Sam Hanna Bell: A Biography by Sean McMahon (The Blackstaff Press, 1999)

Sam Hanna Bell

Sam Hanna Bell was born in Glasgow in 1909 of Ulster emigrant parents. On the death of his father he was brought 'home' to Ireland at the age of seven to be reared in the Strangford Lough area of County Down, where his acclaimed novel of Ulster rural life December Bride (1951), is set. Reviewing the 1990 film of December Bride, Fintan O'Toole called it 'not just a remarkable artistic achievement, but also a remarkable political one... restoring a richness and complexity to a history that has been deliberately narrowed.' In April 1999 December Bride (available from Blackstaff Press) received an extraordinary accolade when it was included in The Modern Library: The 200 Best Novels in English Since 1950 (Picador).

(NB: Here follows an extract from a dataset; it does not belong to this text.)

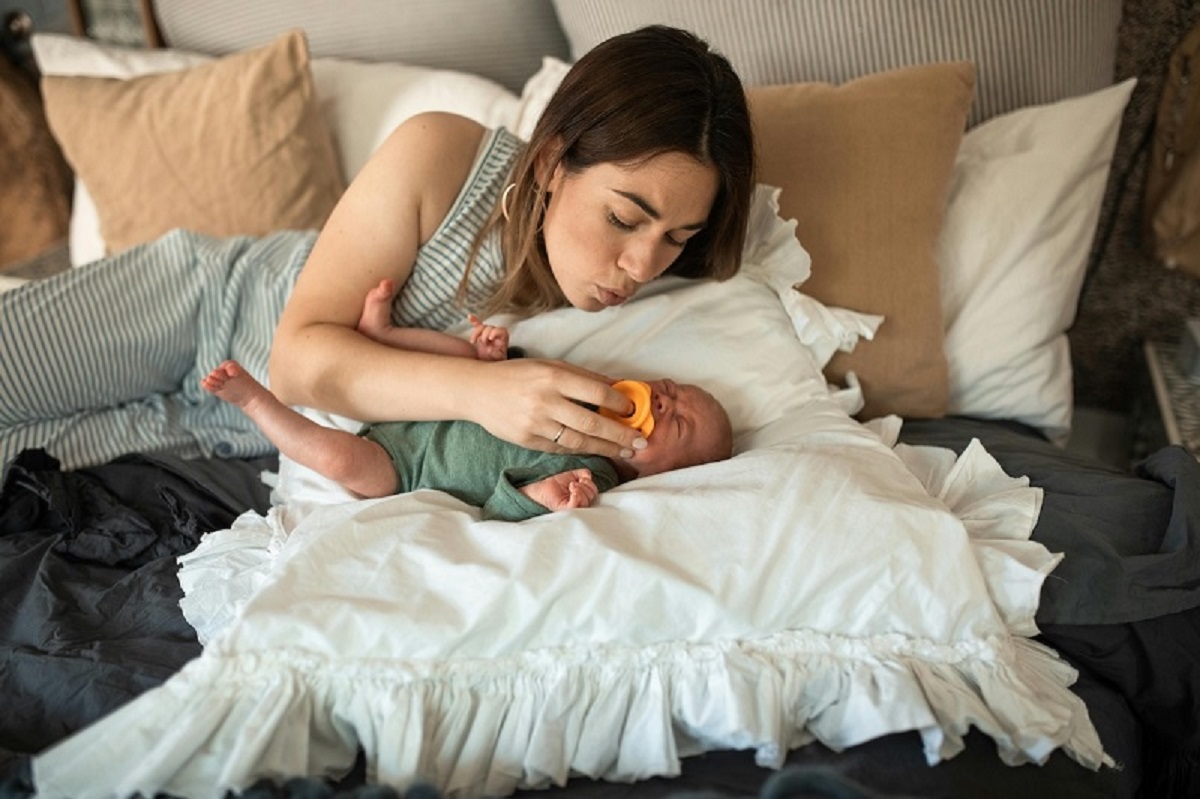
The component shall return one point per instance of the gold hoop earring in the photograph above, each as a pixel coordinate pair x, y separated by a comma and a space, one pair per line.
504, 200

Sam Hanna Bell was also a legendary broadcaster. Working as a senior features producer with the BBC Northern Ireland region, he pioneered the collection and broadcasting of fast-vanishing folklore and folk music from remote country areas. He continued to write during this period and after retirement; his other novels are The Hollow Ball (1961), A Man Flourishing (1973) and Across The Narrow Sea (1987). In 1970 Queen's University awarded him the honorary degree of MA for achievement in the arts. He died in 1990 just before the premiere of Thaddeus O'Sullivan's acclaimed film of December Bride.